WordPress.org

GlotPress

Opened 20 months ago

Last modified 4 weeks ago

#263 new enhancement

On import, detect when a string has minor changes and keep the original translations.

Reported by: yoavf Owned by:
Milestone: 1.0 Priority: major
Version: 0.1 Component: General
Keywords: has-patch Cc:

Description

If a string has a minor change before an import (say, a dot added to the end of a sentence), all existing translations will be useless, since the original will be marked as obsolete.

GlotPress should detect minor changes on original on import, and instead mark existing translations as fuzzy.

Attachments (10)

fuzzy_similar_translation.diff (4.6 KB) - added by yoavf 20 months ago.
263.diff (5.8 KB) - added by yoavf 20 months ago.
263.2.diff (7.4 KB) - added by yoavf 17 months ago.
263.3.diff (12.7 KB) - added by yoavf 12 months ago.
263.3.2.diff (11.7 KB) - added by yoavf 12 months ago.
previous file had some duplication
263.4.diff (13.2 KB) - added by yoavf 12 months ago.
263.5.diff (15.3 KB) - added by yoavf 12 months ago.
263.6.diff (15.4 KB) - added by yoavf 12 months ago.
Add an action hook on string similarity
263.7.diff (10.8 KB) - added by yoavf 12 months ago.
Core changes for this ticket, after helpers have been committed.
263.8.diff (10.5 KB) - added by yoavf 11 months ago.
refresh, fix a couple of minor bugs in closest_original()

Download all attachments as: .zip

Change History (39)

comment:1 @yoavf20 months ago

fuzzy_similar_translation.diff uses a levenshtein based comparison to go over new originals and compare them with previously existing originals. If a string is 75% similar to a previous string (now missing), replace it instead and mark existing translations as fuzzy.

TODO:

  • use php's similar_text() for strings longer than 255 chars (levensthein's practical limt).
  • Make the 75% default filterable.

Comments welcome :)

Last edited 20 months ago by yoavf (previous) (diff)

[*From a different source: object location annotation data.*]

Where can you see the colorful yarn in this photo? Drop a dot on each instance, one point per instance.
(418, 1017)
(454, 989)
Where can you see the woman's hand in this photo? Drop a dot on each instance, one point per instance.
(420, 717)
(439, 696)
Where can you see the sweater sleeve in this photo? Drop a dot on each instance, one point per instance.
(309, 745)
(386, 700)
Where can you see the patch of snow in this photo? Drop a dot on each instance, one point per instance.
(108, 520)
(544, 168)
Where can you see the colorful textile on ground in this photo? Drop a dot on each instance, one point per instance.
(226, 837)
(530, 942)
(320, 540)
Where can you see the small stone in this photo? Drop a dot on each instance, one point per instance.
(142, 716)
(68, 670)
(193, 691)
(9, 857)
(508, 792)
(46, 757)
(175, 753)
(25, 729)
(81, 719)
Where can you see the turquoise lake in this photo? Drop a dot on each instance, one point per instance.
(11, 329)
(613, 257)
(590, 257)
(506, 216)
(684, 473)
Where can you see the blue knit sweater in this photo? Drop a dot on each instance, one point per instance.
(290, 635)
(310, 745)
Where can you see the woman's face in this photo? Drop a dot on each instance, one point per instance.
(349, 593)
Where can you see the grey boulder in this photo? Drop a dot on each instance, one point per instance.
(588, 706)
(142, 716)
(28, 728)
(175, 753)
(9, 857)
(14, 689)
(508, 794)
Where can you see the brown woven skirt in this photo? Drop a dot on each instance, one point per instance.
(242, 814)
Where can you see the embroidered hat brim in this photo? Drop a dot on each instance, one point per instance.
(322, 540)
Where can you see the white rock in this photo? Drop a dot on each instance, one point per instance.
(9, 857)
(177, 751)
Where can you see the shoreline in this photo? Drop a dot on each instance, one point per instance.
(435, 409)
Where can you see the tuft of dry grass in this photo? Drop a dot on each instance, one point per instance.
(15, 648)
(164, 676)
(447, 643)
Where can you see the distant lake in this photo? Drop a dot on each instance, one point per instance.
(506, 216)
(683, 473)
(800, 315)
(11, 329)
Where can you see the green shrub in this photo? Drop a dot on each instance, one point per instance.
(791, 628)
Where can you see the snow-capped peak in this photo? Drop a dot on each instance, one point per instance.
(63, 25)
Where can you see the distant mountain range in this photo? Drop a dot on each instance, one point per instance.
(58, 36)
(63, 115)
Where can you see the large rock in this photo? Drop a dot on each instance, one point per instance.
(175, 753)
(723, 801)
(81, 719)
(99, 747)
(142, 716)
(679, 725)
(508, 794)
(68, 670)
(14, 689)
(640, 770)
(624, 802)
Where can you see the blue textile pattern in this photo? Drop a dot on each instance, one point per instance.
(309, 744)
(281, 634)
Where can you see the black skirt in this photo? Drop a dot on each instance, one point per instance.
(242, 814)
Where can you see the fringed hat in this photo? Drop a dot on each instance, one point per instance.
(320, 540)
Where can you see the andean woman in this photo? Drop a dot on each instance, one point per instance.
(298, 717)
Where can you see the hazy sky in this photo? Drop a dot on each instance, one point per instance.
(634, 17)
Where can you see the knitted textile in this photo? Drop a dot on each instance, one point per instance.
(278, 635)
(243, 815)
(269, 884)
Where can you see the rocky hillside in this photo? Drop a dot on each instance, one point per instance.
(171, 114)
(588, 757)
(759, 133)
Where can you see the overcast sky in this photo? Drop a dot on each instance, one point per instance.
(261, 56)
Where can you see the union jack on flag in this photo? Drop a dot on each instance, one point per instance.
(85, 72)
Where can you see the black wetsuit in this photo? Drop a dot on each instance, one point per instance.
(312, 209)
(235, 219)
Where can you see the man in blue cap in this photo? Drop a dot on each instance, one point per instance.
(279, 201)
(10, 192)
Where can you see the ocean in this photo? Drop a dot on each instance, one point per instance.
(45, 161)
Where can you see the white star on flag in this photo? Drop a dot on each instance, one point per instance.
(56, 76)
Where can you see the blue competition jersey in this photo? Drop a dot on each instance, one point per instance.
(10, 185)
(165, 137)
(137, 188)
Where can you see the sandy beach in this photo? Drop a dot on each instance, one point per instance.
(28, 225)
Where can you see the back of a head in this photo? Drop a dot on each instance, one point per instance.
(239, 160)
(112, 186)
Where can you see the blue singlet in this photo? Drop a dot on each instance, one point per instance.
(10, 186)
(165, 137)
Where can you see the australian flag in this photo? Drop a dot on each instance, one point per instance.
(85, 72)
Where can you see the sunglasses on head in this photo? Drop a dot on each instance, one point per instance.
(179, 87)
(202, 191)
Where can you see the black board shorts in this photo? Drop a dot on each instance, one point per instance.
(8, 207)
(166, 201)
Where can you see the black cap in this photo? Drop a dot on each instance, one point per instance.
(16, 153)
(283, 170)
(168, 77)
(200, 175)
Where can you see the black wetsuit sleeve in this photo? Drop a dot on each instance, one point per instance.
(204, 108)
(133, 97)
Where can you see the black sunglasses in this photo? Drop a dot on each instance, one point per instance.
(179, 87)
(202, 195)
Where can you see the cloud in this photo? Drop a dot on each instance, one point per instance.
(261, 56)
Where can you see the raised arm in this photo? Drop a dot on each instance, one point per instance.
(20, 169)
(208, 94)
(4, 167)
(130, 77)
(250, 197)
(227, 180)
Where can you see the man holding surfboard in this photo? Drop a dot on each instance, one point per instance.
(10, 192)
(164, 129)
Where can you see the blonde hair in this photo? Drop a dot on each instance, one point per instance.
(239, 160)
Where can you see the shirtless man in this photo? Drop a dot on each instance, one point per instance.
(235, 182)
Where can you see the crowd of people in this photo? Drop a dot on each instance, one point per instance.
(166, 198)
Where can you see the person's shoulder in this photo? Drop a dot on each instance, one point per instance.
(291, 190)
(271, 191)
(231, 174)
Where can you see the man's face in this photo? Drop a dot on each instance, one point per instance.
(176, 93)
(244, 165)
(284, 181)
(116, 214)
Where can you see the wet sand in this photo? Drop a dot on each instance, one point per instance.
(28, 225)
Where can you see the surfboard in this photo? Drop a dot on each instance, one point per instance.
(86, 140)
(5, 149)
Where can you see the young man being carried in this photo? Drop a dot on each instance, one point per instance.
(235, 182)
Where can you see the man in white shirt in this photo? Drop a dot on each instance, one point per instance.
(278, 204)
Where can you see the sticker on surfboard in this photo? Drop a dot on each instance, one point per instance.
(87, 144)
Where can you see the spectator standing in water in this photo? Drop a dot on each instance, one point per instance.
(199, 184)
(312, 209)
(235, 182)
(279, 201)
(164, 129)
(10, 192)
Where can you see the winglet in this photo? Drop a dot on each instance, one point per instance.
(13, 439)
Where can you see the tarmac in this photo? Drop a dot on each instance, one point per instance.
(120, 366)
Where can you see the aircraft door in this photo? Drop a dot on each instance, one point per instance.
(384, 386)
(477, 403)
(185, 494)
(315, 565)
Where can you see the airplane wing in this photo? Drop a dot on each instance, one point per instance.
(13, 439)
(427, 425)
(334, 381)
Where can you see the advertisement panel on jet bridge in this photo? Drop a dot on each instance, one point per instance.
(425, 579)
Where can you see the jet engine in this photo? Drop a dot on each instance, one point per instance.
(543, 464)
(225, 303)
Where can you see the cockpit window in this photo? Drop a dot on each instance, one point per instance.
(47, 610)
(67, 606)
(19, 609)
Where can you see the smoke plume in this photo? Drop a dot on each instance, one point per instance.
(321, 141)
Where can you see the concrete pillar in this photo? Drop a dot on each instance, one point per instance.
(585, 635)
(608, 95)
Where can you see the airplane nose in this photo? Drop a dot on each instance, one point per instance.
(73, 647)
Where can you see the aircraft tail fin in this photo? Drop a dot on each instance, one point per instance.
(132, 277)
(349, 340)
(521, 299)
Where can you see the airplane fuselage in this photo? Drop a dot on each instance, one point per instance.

comment:2 follow-up: @markoheijnen20 months ago

Awesome, I still was planning to look into this. I will close #93 then as duplicated.

comment:3 follow-up: @nacin20 months ago

Both levenshtein() and similar_text() are very slow. What kind of an effect might this have on speed of imports? WordPress.org can handle it, but it would be good to know what the slow-down will look like.

If a string is less than, say, 15 or 20 characters, is fuzziness worth it? I imagine that the 75% should be a sliding scale. A 75% (or even 80%) match of 20 characters would probably result in false positives, while 75% (or less) might be OK when dealing with particularly long strings.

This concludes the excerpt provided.